# Basics of automatic differentiation in PyTorch

In this notebook, you will go through the basic notions of automatic differentiation (aka autodiff) in PyTorch.

## 1. Manual differentiation in pure Python

Before starting with `pytorch` and its automatic differentiation features, let us have a look at how to do manual differentiation in Python.

To do so, we will use a very basic example in 1D: let $x$ be a scalar and let $y$ be defined as:

$$y = (x - .5)^2$$

Our goal will be to tune $x$ in order to minimize $y$.

**Question 1.1.** Define a function `f` that takes `x` as input and returns `y` as defined above. 

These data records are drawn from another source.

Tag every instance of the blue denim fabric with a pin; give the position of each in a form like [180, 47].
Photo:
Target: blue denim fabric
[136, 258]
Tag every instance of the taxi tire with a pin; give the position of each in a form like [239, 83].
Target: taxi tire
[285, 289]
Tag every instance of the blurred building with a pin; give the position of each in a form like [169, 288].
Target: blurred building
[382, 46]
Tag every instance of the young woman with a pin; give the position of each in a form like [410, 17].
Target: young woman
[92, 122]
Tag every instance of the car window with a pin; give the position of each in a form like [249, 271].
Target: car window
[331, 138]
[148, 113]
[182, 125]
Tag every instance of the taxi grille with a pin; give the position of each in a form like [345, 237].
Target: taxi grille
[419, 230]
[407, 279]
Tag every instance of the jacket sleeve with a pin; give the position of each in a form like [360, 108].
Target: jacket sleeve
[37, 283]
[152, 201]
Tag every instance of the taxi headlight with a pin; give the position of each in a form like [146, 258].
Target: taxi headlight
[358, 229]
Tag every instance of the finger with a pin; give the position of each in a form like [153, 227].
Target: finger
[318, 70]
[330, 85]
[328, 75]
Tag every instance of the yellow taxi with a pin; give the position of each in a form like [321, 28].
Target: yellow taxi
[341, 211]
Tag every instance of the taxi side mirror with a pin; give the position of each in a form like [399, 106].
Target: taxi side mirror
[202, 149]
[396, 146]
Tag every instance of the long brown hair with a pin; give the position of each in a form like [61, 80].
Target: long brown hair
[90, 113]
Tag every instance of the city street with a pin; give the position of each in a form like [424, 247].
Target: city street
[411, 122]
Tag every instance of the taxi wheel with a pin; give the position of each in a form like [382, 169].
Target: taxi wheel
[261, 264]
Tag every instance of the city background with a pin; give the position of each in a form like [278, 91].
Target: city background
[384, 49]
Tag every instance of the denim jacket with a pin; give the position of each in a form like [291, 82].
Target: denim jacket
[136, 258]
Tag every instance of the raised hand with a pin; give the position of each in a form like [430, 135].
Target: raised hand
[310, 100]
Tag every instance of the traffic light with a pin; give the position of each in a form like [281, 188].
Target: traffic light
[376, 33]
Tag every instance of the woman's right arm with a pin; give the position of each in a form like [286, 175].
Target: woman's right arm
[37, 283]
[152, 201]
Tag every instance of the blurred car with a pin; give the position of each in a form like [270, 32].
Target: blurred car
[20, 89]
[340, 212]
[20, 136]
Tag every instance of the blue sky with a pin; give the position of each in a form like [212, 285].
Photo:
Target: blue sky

In order to be able to minimize, we will use a strategy called gradient descent.
The idea of gradient descent is to iteratively update $x$ by moving it in the opposite direction of the gradient $\frac{\partial y}{\partial x}$.
We hence need to be able to compute $\frac{\partial y}{\partial x}$.
Since we do not rely on autodiff for now, we need to provide the explicit formula for this derivative.

**Question 1.2.** Define a function `grad_f` that takes `x` as input and returns $\frac{\partial y}{\partial x}$.

The basic idea behind gradient descent is to iteratively update $x$ using the following update rule:

$$x \leftarrow x - \eta \frac{\partial y}{\partial x}$$

**Question 1.3.** Define a starting value for `x` and a step size `eta` and apply gradient descent for 30 steps.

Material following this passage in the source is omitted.